As far as the sippy cup goes, I hadn't really thought about the splashing element. He really enjoys doing that - A LOT. He does it with his bottles, and with his sippy cups. He likes to take a sip or two (out of either), then drip a little to play in while he takes another sip or two. I only give him the sippy cup at meals, because I didn't want to substitute one bad habit (dripping the bottle and playing in it) with another by letting him run around with the sippy cup in the living room. Leakproof apparently is a subjective term.

Today I had to give him the sippy cup outside the highchair because I had the infant in it feeding her during his snack time and so he poured a little on the floor and then lay down to lick it up! UCK! I got to him and took the sippy, which is when he had the major meltdown.

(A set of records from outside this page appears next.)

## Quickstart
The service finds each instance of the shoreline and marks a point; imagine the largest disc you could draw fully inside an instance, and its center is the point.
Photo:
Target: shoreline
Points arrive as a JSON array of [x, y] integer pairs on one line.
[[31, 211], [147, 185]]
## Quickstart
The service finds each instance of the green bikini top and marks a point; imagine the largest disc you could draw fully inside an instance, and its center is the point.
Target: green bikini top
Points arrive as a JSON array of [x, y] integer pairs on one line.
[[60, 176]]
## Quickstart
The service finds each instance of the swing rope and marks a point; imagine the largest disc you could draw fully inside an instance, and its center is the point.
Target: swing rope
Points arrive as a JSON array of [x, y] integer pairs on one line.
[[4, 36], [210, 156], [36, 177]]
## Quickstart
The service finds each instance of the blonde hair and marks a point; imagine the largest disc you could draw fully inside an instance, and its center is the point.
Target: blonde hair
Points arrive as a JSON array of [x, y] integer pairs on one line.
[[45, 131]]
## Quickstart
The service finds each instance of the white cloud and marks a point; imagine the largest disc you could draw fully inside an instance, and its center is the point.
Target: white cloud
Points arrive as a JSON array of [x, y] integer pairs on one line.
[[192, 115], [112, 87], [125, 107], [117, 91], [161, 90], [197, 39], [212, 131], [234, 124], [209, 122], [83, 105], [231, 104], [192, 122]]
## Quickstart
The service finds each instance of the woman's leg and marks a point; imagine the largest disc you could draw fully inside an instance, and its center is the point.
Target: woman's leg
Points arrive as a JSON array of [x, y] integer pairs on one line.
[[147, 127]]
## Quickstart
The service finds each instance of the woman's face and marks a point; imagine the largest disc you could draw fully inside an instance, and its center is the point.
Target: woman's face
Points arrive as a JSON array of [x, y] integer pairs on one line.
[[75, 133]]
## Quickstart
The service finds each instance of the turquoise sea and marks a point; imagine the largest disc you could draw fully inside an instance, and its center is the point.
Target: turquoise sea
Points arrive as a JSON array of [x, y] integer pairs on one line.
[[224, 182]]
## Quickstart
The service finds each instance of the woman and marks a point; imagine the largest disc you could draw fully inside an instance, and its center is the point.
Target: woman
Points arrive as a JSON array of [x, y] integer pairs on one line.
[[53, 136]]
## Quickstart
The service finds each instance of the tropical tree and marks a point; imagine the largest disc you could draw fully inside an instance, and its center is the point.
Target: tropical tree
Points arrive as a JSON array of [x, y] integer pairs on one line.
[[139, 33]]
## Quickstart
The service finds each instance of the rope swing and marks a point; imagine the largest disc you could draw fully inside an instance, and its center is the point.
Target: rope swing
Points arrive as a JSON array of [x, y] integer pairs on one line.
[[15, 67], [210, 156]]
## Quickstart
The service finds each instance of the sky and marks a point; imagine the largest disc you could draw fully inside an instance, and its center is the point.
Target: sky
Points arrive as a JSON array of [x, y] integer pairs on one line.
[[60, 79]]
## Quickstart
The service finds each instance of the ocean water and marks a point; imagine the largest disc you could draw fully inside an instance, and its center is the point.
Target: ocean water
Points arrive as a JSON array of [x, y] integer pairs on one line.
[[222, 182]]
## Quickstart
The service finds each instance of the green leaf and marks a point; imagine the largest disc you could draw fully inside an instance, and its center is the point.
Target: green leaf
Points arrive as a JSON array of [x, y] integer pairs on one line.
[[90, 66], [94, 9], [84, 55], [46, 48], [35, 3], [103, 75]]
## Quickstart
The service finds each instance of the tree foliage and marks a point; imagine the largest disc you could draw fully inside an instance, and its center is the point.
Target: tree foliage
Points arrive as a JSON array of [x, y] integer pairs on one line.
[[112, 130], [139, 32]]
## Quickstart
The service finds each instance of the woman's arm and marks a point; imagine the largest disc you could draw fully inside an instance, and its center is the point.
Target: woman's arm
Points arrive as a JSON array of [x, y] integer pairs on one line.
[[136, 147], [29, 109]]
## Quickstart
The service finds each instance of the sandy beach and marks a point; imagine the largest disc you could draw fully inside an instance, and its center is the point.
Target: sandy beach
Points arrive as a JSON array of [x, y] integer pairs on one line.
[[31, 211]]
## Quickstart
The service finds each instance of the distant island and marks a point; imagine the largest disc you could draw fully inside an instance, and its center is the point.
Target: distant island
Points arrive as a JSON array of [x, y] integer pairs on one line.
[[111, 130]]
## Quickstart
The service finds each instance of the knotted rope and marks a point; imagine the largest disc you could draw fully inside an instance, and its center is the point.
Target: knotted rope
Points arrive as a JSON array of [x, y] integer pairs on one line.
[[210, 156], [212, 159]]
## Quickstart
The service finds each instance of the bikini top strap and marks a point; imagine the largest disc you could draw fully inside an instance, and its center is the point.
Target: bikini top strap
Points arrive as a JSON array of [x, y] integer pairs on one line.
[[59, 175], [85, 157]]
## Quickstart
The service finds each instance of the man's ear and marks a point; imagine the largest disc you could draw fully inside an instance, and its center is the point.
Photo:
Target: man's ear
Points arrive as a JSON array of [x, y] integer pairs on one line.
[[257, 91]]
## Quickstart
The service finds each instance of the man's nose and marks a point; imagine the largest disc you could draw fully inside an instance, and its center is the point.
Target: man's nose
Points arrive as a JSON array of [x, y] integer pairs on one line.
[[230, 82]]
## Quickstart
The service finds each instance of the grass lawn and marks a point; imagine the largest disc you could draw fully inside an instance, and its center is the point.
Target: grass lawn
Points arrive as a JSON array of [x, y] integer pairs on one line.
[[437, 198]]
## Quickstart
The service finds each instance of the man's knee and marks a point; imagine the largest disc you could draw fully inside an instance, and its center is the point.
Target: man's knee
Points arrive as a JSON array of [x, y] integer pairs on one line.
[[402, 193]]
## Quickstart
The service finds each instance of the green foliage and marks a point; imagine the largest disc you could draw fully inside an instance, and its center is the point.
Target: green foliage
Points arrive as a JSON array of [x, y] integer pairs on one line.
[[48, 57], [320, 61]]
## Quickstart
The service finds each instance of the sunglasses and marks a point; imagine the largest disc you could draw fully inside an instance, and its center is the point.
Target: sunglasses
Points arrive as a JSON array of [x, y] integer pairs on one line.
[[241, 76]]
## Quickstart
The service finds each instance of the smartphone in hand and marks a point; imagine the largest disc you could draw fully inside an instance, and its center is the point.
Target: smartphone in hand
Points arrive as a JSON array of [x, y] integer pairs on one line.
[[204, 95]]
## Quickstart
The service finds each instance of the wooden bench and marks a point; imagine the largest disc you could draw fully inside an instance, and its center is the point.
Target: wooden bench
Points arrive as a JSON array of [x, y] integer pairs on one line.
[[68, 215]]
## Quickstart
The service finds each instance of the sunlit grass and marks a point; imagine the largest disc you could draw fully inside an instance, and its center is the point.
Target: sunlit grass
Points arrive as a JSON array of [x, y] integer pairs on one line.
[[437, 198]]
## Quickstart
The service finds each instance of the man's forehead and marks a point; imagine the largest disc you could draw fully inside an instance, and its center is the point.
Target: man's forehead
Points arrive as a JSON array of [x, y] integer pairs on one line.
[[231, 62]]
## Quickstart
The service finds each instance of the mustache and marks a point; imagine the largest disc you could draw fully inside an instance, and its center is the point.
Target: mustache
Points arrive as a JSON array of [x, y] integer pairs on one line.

I think he just really enjoys exploring the different options of getting his milk into his belly

So, tomorrow morning the bottle station goes and I'll do the slower weaning of the bottles in bed like Manda suggested before by cutting them in half and then watering them down. We'll go slow and then my husband and I will talk about the whole babysitting thing tomorrow when I have him all to myself.

By the way, Manda, I think you are right about an older child - he has 3 older brothers and has none of those issues when they are around. In fact, when my sister's kids, who are older by a few years, came to visit, he had a blast and wanted to play with them the whole time. No meltdowns at all.. . interesting.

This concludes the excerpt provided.